Hi! I made a new profile (copy of the "default") and it's only indexing the homepage. Other profiles are (seemingly) identical and work fine. I have no idea what the problem could be.

Any suggestions?
User avatar
jason112
Site Admin
Posts: 347
Joined: Tue Oct 26, 2004 5:35 pm

Indexing only 1 page

Post by jason112 »

Are there any children listed for that homepage in list/edit URLs?

Is the site publicly accessible? It's possible that
links could be interpreted incorrectly, or there could be
a "robots.txt" that tells webinator not to crawl it (which
it obeys by default).
ballen0
Posts: 3
Joined: Thu Jan 04, 2007 12:51 pm

Indexing only 1 page

Post by ballen0 »

>>> Are there any children listed for that homepage in list/edit URLs?

Yes, there's a whole bunch, but they are all unlinked (not in the database).

---------------------------------

>>> Is the site publicly accessible?

No, there is an .htaccess and .htpasswd file, but I have filled in the auth info in the "Login" fields.

---------------------------------

>>> It's possible that
links could be interpreted incorrectly, or there could be a "robots.txt" that tells webinator not to crawl it (which it obeys by default)?

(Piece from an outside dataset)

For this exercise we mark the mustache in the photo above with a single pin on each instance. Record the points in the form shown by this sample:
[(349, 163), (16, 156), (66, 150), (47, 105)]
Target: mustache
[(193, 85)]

Yes, there's a robots.txt file that says "follow none" but we have the application set not to listen to the robots.txt file.


<STUMPED>
User avatar
mark
Site Admin
Posts: 5519
Joined: Tue Apr 25, 2000 6:56 pm

Indexing only 1 page

Post by mark »

Turn verbosity up to 4. Run a mode new walk. Go to list/edit urls again and click children. Look to the right of all of the unlinked child urls to see why they were rejected.
ballen0
Posts: 3
Joined: Thu Jan 04, 2007 12:51 pm

Indexing only 1 page

Post by ballen0 »

Done. It gives no reasons. :(
User avatar
John
Site Admin
Posts: 2623
Joined: Mon Apr 24, 2000 3:18 pm
Location: Cleveland, OH

Indexing only 1 page

Post by John »

Verbosity 4 should show the reasons. Typical reasons for not following the links are they have an extension not in the extension list, they match an exclude or robots.txt, query stripping, or they are off-site or in a different directory than the homepage. Does walk status show any reason for stopping?
John Turnbull
Thunderstone Software
User avatar
mark
Site Admin
Posts: 5519
Joined: Tue Apr 25, 2000 6:56 pm

Indexing only 1 page

Post by mark »

No reason probably indicates that the walk stopped prematurely. Possible reasons: user hit stop or pause, license limit reached, selected max pages, bytes, or depth limit reached. Check the walk status as John suggested.